A rent cap applies to any lease, depending on the province

According to the provincial department responsible for the Residential Tenancies Act, what CB MacDonald Properties is attempting is breaking the law.

“The rules set out in the Residential Tenancies Act and rent caps apply to rooming houses and weekly leases because they involve a tenant-landlord relationship,” said Blaise Thériault, a representative of the Department of Services Nova Scotia and Internal. Services.

The only tenants to whom the rent ceiling does not apply are those who have a commercial lease, those in HLM or those who rent a site in a park of mobile homes.

Theriault said tenants or landlords can request a hearing if they believe the other party is not following the rules set out in the Residential Tenancies Act or the interim rent cap.

Mark Culligan, a community legal worker with the Dalhousie Legal Aid Service, said tenants live in “unsafe, unsanitary and unaffordable” buildings because there are “no other options”. (Dylan Jones/CBC)
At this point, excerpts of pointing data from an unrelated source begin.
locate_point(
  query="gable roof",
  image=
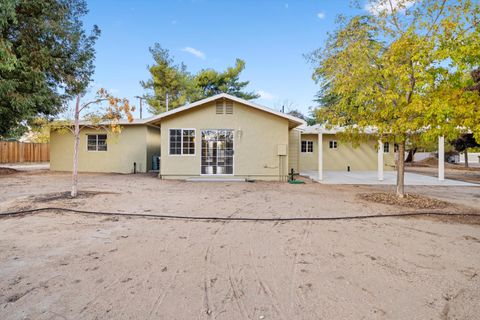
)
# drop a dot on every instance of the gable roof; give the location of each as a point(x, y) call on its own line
point(292, 121)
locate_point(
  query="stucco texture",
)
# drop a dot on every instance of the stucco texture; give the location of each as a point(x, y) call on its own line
point(136, 143)
point(257, 135)
point(362, 157)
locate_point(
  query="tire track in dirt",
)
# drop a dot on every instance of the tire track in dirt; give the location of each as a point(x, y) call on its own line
point(265, 288)
point(208, 260)
point(171, 285)
point(294, 296)
point(236, 289)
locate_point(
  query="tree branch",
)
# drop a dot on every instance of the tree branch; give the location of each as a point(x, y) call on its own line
point(436, 18)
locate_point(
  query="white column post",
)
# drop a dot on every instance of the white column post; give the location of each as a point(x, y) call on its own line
point(380, 161)
point(320, 156)
point(441, 158)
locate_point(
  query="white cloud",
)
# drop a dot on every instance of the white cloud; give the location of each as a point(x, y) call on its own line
point(265, 95)
point(195, 52)
point(377, 6)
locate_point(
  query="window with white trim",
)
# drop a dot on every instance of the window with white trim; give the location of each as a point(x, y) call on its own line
point(386, 147)
point(307, 146)
point(182, 141)
point(96, 142)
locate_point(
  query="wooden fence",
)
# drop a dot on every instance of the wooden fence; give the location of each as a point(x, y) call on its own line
point(14, 151)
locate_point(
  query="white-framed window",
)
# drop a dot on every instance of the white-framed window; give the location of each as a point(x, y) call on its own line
point(181, 142)
point(307, 146)
point(386, 147)
point(96, 142)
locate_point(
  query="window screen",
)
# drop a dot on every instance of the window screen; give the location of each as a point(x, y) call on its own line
point(182, 141)
point(97, 142)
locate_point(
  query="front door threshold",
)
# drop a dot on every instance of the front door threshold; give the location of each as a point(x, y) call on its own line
point(215, 179)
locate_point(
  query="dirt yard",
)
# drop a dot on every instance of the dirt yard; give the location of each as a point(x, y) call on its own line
point(56, 265)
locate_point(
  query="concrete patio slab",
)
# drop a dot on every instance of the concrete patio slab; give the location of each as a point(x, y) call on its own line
point(390, 178)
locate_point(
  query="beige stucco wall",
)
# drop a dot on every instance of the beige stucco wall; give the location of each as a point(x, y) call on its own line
point(293, 150)
point(257, 135)
point(131, 145)
point(360, 158)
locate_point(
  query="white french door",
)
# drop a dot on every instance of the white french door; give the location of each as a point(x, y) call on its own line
point(217, 152)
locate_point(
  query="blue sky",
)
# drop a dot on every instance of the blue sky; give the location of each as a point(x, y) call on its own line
point(271, 36)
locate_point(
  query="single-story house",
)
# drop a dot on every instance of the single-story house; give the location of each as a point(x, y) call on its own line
point(220, 137)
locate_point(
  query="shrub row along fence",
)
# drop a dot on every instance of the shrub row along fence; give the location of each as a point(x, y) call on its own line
point(14, 151)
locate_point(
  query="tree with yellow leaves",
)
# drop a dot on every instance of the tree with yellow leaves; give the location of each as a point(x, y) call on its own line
point(402, 69)
point(106, 118)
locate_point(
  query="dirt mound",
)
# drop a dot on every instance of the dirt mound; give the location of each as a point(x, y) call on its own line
point(7, 171)
point(410, 200)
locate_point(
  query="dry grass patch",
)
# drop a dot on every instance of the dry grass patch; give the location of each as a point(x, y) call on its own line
point(415, 201)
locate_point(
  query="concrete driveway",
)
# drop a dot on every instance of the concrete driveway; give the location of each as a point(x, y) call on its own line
point(390, 178)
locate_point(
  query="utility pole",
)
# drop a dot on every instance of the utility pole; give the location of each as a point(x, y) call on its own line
point(140, 98)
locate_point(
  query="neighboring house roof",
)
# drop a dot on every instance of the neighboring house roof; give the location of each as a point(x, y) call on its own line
point(293, 121)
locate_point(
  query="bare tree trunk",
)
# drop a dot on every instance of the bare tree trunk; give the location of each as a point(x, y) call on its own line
point(466, 157)
point(401, 170)
point(75, 149)
point(411, 153)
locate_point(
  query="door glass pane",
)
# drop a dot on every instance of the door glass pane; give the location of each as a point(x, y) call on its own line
point(217, 152)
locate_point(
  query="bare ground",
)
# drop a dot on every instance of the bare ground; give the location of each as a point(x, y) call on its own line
point(71, 266)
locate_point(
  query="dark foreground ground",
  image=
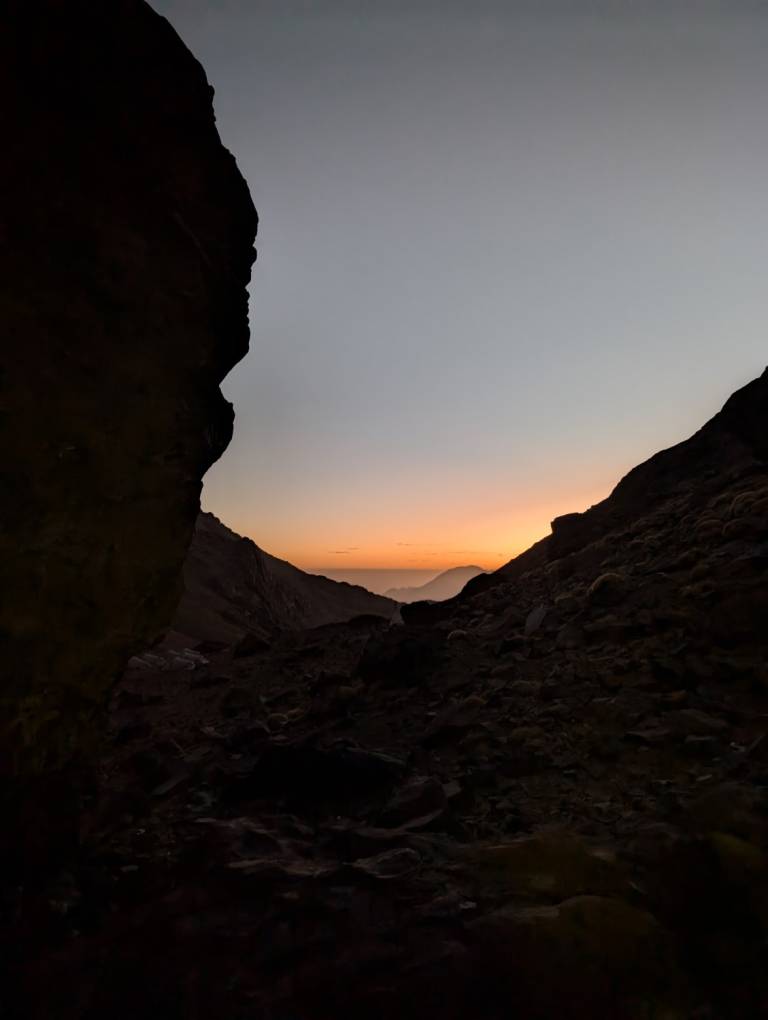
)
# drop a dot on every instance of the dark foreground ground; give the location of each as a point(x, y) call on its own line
point(545, 799)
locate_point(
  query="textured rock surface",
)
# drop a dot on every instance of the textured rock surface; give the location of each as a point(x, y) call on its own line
point(552, 804)
point(232, 588)
point(126, 240)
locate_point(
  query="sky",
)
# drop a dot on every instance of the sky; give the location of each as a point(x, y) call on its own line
point(507, 251)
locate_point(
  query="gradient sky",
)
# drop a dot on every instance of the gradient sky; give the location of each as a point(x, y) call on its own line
point(507, 251)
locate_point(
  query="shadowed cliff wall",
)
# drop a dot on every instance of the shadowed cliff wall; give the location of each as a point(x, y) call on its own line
point(126, 243)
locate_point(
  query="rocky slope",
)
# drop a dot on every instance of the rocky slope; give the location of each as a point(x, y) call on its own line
point(550, 802)
point(234, 589)
point(445, 585)
point(126, 247)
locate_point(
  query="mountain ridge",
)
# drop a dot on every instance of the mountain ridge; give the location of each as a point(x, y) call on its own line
point(445, 585)
point(233, 587)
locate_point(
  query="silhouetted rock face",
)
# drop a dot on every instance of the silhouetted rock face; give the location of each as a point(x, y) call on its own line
point(732, 444)
point(233, 588)
point(128, 243)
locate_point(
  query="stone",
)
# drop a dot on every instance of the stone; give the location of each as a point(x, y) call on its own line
point(549, 866)
point(534, 619)
point(454, 719)
point(390, 864)
point(118, 181)
point(608, 590)
point(589, 956)
point(422, 796)
point(694, 722)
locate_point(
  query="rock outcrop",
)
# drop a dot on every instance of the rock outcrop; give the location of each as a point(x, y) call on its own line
point(550, 804)
point(126, 241)
point(445, 585)
point(234, 590)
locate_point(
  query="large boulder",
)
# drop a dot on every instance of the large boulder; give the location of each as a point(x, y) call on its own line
point(126, 240)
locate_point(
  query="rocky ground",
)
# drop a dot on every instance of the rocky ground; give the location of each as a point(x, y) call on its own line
point(547, 801)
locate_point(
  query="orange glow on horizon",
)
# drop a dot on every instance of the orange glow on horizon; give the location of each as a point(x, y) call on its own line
point(438, 542)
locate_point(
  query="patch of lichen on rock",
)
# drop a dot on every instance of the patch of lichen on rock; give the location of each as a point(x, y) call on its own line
point(122, 308)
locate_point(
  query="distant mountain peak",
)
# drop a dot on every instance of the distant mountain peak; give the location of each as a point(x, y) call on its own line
point(445, 585)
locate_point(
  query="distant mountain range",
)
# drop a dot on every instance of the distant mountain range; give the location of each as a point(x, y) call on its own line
point(445, 585)
point(233, 588)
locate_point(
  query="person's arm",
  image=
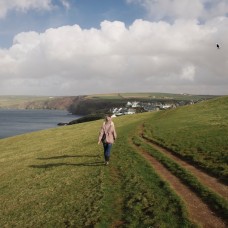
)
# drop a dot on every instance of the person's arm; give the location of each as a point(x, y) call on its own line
point(101, 134)
point(114, 132)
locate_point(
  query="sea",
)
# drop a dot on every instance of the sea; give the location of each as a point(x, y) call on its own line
point(15, 122)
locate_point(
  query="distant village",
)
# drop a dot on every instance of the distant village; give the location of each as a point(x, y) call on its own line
point(138, 107)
Lisa Ryan, housing support worker and executive director of the South Shore Open Doors Association, said community agencies are seeing a “dramatic increase” in requests for rent increases from service providers.
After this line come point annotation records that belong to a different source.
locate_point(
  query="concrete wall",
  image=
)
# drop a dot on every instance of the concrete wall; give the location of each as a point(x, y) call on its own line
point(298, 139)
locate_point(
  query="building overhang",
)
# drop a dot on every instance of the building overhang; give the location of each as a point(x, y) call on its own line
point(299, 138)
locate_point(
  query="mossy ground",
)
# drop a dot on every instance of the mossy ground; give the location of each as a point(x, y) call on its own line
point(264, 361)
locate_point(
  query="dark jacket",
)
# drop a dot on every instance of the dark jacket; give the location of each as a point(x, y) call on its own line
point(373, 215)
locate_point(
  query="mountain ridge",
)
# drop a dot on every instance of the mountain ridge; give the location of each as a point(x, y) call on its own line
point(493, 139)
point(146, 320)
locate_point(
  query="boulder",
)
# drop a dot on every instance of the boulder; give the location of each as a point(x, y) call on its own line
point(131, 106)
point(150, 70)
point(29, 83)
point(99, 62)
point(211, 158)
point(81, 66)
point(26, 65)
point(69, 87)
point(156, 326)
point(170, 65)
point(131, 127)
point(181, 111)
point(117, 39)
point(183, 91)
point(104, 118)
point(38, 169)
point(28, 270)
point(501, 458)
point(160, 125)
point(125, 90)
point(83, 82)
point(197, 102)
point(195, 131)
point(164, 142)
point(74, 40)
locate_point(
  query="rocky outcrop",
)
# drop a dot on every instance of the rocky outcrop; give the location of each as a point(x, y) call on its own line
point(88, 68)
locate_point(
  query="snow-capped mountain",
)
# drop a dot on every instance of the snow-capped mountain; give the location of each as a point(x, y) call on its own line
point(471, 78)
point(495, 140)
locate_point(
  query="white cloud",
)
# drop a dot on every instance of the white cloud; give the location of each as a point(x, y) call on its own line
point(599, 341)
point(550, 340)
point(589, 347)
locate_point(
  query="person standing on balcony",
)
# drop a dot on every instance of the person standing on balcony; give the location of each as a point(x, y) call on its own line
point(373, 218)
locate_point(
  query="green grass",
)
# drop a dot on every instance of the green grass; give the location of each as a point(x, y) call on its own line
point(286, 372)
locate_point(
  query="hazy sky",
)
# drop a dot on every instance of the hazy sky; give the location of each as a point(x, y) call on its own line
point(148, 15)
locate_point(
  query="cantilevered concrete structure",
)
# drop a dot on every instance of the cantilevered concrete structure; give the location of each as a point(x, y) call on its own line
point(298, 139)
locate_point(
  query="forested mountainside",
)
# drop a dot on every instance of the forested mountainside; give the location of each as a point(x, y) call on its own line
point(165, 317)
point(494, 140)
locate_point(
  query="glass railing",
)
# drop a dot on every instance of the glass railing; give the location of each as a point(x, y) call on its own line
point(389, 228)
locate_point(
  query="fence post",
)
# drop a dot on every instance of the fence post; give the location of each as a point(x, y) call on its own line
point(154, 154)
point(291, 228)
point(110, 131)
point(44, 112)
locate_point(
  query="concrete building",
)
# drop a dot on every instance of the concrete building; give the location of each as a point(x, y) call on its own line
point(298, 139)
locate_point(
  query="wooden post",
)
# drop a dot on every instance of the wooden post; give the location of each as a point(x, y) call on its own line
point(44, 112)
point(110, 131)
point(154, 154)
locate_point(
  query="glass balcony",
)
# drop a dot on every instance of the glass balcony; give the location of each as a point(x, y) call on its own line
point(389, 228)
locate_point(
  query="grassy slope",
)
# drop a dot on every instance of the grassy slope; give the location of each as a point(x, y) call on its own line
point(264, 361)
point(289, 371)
“I think renters are frustrated with the rising cost of living and, of course, the rising cost of property taxes, etc. They’re looking for ways to offset further cost increases,” Ryan said.

“But these increases in the cost of living are also having a rapid impact on renters. And a more immediate impact is felt by people who are on welfare or on fixed incomes.”

This photo shows the size of the building, which extends back from the street. (Dylan Jones/CBC)

Smith said if he doesn’t receive notice to cancel his rent increase, he will pursue a hearing with residential leases.

“Every tenant in this province has the right to be treated fairly and every landlord must respect those rights whether they like it or not,” Smith said.

“There are some things in the tenancy rules that landlords don’t like, there are some things in the tenancy rules that tenants don’t like. But we both have to abide by them.”